警察は「注意していれば死なせずにすんだはず」と、乳児の死を母親の過失として東京地検に送検した。このことが朝日新聞で報じられると、大きな社会問題として国民の関心を呼んだ。


たとえ電車が満員であっても、託児所もない現実を問わずに母親の責任を問うことはできないとする意見。むしろ過失は鉄道当局にあるとする意見、母親の非常識を責める発言、このようにさまざまな意見が新聞社に寄せられた。


この母親は、病人の世話をしながら2人の子どもと借家住まいであった。借家からの立ち退きを迫られ、そのことを父親に相談するため、乳児を背負い山手線に乗ったのである。

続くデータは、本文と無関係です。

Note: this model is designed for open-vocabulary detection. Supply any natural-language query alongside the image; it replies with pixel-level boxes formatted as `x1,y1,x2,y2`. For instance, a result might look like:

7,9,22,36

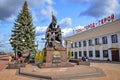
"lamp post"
10,39,17,60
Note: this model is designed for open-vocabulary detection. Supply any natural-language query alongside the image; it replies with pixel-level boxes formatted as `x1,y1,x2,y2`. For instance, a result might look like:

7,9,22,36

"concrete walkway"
0,62,120,80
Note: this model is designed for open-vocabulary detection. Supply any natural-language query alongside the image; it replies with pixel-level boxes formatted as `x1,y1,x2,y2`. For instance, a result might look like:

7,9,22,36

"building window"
89,51,93,57
103,50,108,58
79,42,81,47
83,51,87,57
71,52,73,57
71,43,73,48
83,41,86,47
95,38,99,45
102,36,107,44
88,39,92,46
79,51,82,57
95,50,100,57
111,34,118,43
75,42,77,47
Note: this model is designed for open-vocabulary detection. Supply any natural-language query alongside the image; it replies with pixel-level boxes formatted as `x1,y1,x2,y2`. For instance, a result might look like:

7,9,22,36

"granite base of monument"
38,47,74,68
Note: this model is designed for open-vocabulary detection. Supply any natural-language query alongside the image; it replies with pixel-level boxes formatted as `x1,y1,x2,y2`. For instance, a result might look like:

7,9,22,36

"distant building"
65,19,120,61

同様に、電車の混雑のなかで圧死する事件が日本各地で起きている。20年12月9日、高崎線上野行きの列車の中で駅員が人波に押され圧死。22年5月16日には、大阪の天王寺と東和歌山間の電車で10数人が負傷、1人が圧死している。


戦後直後の交通事情は最悪の状態であった。空襲で車両は焼かれ、燃料となる石炭は不足し、レールは空爆による破壊と老朽化がひどかった。東海道本線ですら1日2往復しかなく、明治初期のダイヤに逆戻りしていた。このため列車が出発する数時間から人々は改札口に並び、列車の網棚や屋根にまで人があふれ、殺人的な混雑であった。電車に乗る人たちの多くは買い出しが目的であった。


誰のせいでもない、あの飢餓の時代が生んだ事件であった。結局、母親は情状酌量のうえ不起訴処分になった。

昨日は、ブレーキや横揺れのたびに、斜めになったまま背中にいったん他の乗客の体重がかかってくると、またもとの位置に戻れるまで1分ぐらいはかかっていました。
「もし今気を失ったら、他の人もバランスを崩して折り重なってくるだろうな。そうしたらもとの状態に戻るまでに、私は押しつぶされて死ぬかもしれないな」
「あるいは、私の重みで近くにいる人が息絶えるかもしれない」
ずっとそんなことを考えていました。



ほんとうに「誰のせいでもない」し、駅員さんの大変さもわかるし、周囲で一緒に無言で耐えていた他の人たちもこうして出勤するしかないわけで、首都圏の過密した交通網を利用しなければ生きていけない時代なのですから。


ただ、今回は全身の筋肉痛と関節痛で済みましたが、圧死寸前のヒヤリハットかもしれません。


一車両への乗車制限という対応方法が必要ではないかと思うのですが、現実にはどのような対応が可能なのでしょうか?